I've learnt from the official documentation of python 2.7.8 how to work with iterators and generators. I've got a question related on a curiosity.
it = iter("abcde")
print it
>>> <iterator object at 0x7ff4c2b3bad0>
class example1():
def __init__(self, word):
self.word = word
self.index = len(word)
def __iter__(self):
for x in range(self.index - 1, -1, -1):
yield self.word[x]
a = example1("altalena")
print iter(a)
>>> <generator object __iter__ at 0x7f24712000a0>
In the above examples, when I print the iterators, i read "generator","iterator" object and the hexadecimal ID. Why I can't do the same with the following code?
class example2():
def __init__(self, word):
self.word = word
self.index = len(word)
def __iter__(self):
return self
def next (self):
if self.index == 0:
raise StopIteration
self.index = self.index - 1
return self.word[self.index]
a = example2()
print iter(a)
>>> <__main__.example2 instance at 0x7f89ee2de440>
I think it is caused by "return self" in iter, that leads to the class instance, but i don't know the solution to get a more right output. It may be useless but I don't know why it is an how to avoid it.

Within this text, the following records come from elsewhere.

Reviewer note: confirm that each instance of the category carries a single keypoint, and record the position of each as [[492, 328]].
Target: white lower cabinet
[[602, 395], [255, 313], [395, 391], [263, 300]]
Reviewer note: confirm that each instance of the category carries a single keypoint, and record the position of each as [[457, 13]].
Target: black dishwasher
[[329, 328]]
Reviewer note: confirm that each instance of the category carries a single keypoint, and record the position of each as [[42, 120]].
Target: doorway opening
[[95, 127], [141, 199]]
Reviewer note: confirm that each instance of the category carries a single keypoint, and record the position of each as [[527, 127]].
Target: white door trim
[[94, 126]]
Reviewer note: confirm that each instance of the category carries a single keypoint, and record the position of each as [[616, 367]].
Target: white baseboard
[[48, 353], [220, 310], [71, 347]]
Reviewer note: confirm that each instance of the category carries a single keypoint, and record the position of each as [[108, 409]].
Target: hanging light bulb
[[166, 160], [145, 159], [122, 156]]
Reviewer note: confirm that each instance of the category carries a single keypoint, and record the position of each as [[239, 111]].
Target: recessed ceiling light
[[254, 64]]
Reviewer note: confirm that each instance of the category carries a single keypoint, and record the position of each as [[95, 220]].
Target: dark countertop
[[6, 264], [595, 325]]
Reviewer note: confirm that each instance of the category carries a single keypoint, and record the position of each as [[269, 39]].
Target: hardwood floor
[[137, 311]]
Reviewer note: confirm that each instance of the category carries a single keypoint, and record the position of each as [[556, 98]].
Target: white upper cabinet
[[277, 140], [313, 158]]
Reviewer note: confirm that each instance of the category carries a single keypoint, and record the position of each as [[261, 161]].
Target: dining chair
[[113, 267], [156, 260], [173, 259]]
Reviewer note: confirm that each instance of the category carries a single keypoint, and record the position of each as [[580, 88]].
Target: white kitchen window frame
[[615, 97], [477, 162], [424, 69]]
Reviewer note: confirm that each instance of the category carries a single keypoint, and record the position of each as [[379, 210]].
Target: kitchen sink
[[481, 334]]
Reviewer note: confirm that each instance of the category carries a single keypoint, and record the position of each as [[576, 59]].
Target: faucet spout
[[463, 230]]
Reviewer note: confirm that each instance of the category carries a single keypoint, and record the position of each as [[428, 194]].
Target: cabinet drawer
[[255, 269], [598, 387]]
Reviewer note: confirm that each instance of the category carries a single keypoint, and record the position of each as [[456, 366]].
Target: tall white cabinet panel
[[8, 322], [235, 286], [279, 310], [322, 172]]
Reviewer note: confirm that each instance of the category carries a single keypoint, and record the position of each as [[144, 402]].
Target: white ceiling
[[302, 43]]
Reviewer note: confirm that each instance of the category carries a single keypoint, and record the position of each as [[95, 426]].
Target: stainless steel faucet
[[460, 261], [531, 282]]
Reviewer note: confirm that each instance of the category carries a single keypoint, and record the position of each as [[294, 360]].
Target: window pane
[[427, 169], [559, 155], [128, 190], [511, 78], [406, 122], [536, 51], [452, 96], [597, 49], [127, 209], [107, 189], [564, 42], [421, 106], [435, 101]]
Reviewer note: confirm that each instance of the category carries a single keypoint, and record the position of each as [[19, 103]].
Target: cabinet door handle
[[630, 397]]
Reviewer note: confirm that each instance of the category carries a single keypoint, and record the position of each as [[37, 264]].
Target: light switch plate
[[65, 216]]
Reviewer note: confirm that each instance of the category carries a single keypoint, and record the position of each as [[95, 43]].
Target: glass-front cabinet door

Generators are a type of iterator. Your example1 class is returning a generator because you used yield in the __iter__; it is a separate iterator object, returned from __iter__. This makes your example1 class iterable, not an iterator itself.
In your second example your class __iter__ returns self. It is not just iterable, it is its own iterator. Because it is returning self, there is no separate object here.
Python makes an explicit distinction between iterable and iterator. An iterable can potentially be iterated over. An iterator does the actual work when iterating. By using iter() you ask Python to produce an iterator for a given iterable.
This is why iter(stringobject) returns a new object; you have produced an iterator from the iterable string.
You need this distinction because the process of iterating requires something that keeps state; namely where in the process are we now. An iterator is the object that keeps track of that, so that each time you call the .next() method on the iterator, you get the next value, or StopIteration is raised if there is no next value to produce anymore.
So in your example, the string and example1 are both just iterable, and calling iter() on them produced a new separate iterator.
However, your example2 is it's own iterator. Calling iter() on it does not produce a separate object. You cannot create separate iterators from something that already is an iterator.
If you want to produce a new independent iterator for your example2 class, you need to return a distinct, separate object from __iter__:
class ExampleIterator(object):
def __init__(self, source):
self.source = source
self.position = len(source)
def __iter__(self):
return self
def next(self):
if self.position <= 0:
raise StopIteration
self.position -= 1
return self.source[self.position]
class Example2():
def __init__(self, word):
self.word = word
def __iter__(self):
return ExampleIterator(self)
Here Example2 is just a iterable again, not an iterator. The __iter__ method returns a new, distinct ExampleIterator() instance, and it is responsible for keeping track of the iteration state.
I think you don't have a problem, you just don't understand what happens here.
In general, iter(object) returns an iterator for this iterable object.
This is obtained either via calling __iter__() or, if that doesn't exist, by providing a wrapper object which calls __getitem__() until it is exhausted (raises IndexError).
The object returned by __iter__() can either be the iterable itself (like in your 2nd example) or something else. Especially, it can be a generator object if you make __iter__() a generator function as you do in your 1st example.
The iteration itself happens with the iterator object and its next() resp. __next__() method.